After some years in the country, during which time I have experienced the satisfaction of working the land, building the soil, and making brown into green, I am beginning to believe that our new world that will open up after the war should be constructed round a repopulated rural America, so that a reasonably large proportion of the population shall participate in the culture of the earth. The trend is often in the opposite direction, even in peace. As things are now in America, country living is possible only for those who have either the talents and instincts of a true farmer or the means to live wherever they chose. I think there are large numbers of people who have not quite got either but who would like to (and probably should) dwell in the open and participate to some degree in the agricultural life. Good roads and electric power make the farm a likely unit for a better world, and the country should be inhabited very largely and broadly by all the people who feel at home there, because of its gift of light, and air and food, and security, and because it supplies a man directly, instead of indirectly. The trend toward the ownership of land by fewer and fewer individuals is, it seems to me, a disastrous thing. For when too large a proportion of the populace is supporting itself by the indirections of trades and business and commerce and art and the million schemes of men in cities, then the complexity of society is likely to become so great as to destroy its equilibrium, and it will always be out of balance in some way. But if a considerable portion of the people are occupied wholly or partially in labors that directly supply them with many things that they want, or think they want, whether it be a sweet pea or a sour pickle, then the public poise will be a good deal harder to upset.”

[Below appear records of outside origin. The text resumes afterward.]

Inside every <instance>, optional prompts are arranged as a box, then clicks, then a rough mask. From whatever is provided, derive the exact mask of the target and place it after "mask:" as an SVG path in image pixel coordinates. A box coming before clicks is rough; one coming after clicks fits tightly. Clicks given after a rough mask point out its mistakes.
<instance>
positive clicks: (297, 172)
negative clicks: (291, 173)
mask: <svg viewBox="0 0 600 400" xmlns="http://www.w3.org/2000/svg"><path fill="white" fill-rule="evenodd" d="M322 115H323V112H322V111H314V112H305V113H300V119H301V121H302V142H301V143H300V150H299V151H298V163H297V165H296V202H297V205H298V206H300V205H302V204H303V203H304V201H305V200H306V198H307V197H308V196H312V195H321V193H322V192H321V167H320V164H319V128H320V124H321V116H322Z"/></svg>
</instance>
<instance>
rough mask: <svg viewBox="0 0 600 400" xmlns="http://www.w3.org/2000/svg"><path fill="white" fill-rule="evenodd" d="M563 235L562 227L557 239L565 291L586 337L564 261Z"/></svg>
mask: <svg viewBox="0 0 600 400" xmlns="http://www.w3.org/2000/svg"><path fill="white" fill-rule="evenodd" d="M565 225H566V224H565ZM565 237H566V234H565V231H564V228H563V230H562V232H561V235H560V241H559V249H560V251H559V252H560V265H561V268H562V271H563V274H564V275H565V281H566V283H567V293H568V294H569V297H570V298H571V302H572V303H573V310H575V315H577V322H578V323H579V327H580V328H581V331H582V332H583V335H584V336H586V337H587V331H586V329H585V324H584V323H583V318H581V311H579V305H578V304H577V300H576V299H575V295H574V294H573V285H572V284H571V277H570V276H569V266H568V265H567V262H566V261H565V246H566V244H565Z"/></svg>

E. B. White with his geese on his farm 1970
With so many young people wanting to grow their own food and make a living from the land, it’s too bad his vision of more people on the land did not come to pass. And his fear has.
The cost of land, decent land one can make a living from, is extremely high and being built on at a great rate. The Connecticut River valley where I live is the 7th best soil in the world, per National Geographic survey. But we are not a large valley and it is being built on very rapidly. Each year we see another farm selling off pieces of land for a house.
And I wonder, what will we grow food on?
As older people we are slowly working on transitioning to aging in place. This means once the construction is done, we will be starting on a transition plan, to try to find a young person or family who will want to take over our organic farm, while we age in place. To get the plan to the final end can take up to 10 years. Mostly it’s finding the right match of a young farmer or family.
In this way, we can bring someone or a family back to the land, and keep all the hard work we’ve put into this place from being turned into a housing tract.
But we are a small farm, 8½ acres with another free leased 12 acres nearby, enough for a healthy couple to make a living. There’s more land nearby that could be leased also. But a farm of this size is small potatoes compared to the need to feed so many people on dwindling farm land.
And I wonder, what will we grow food on?